On Nov. 3, 65-year-old heart transplant patient at Cedars-Sinai, Delander Moore, voted for the first time in a Presidential election. The Palmdale resident was one of many hospital bed-ridden patients who participated in a two-day process that allows them to cast their ballots from Cedars-Sinai with the help of dedicated hospital employees. According to Soshea Leibler, manager of broadcast news at Cedars-Sinai Hospital, this marks the 20th year of the program.

“This is a great moment,” said Moore. “If you vote, that’s your power and I want to use mine.” Moore added, “When I got the call that they had a heart for me, I thought I would have to sacrifice my vote, but now I get to have my say.”

“In every election, we work to help our patients have their voices heard and their votes be counted,” said Camille Camello, director of Volunteer Services, who organized the project. “This year was complicated by COVID-19, but we are committed to helping our patients exercise their right to vote.”

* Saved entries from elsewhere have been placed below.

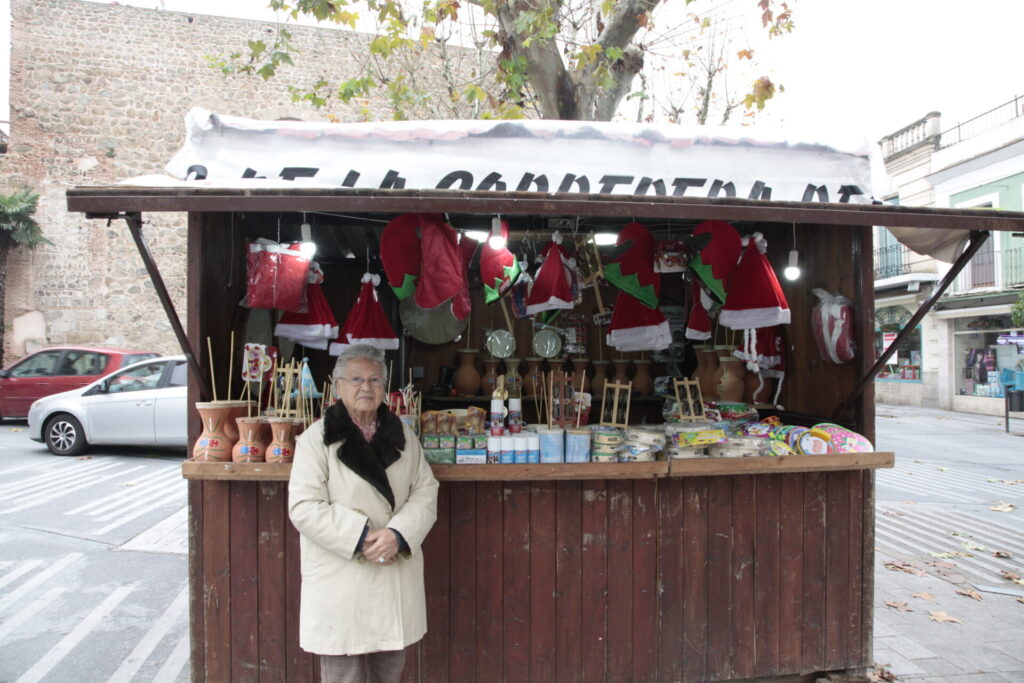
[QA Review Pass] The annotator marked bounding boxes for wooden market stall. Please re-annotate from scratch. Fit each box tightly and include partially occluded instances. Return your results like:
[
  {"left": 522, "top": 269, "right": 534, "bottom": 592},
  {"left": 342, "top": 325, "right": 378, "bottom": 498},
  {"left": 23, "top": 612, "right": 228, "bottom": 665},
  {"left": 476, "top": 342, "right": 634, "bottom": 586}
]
[{"left": 66, "top": 186, "right": 1024, "bottom": 683}]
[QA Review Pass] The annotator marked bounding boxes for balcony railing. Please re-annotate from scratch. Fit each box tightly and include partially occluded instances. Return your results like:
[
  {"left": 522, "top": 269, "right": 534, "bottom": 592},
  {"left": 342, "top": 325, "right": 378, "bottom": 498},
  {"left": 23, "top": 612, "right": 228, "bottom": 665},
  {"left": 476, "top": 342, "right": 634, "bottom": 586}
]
[
  {"left": 940, "top": 95, "right": 1024, "bottom": 148},
  {"left": 874, "top": 244, "right": 912, "bottom": 279},
  {"left": 950, "top": 246, "right": 1024, "bottom": 293}
]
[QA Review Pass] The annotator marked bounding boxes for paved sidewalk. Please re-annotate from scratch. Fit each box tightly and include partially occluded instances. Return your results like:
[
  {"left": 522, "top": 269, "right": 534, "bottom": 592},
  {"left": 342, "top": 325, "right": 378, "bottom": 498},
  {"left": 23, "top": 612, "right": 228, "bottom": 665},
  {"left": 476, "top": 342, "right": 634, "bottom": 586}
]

On Nov. 2, Cedars-Sinai employees distributed the application to vote, so that the County Registrar’s office could determine their eligibility. Employees then picked up ballots for patients and returned them to the Registrar after they had been filled out.

“A lot of patients know they’re going to be in the hospital during Election Day,” Leibler told the Courier. “If they’re having a scheduled surgery, they may have voted earlier. Some patients who know they’re going to be in the hospital but were expecting to be discharged by Election day or maybe they’re in surgery, can all qualify.”

“It’s quite an undertaking because you know, we have more than 900 beds in the hospital,” Leibler added.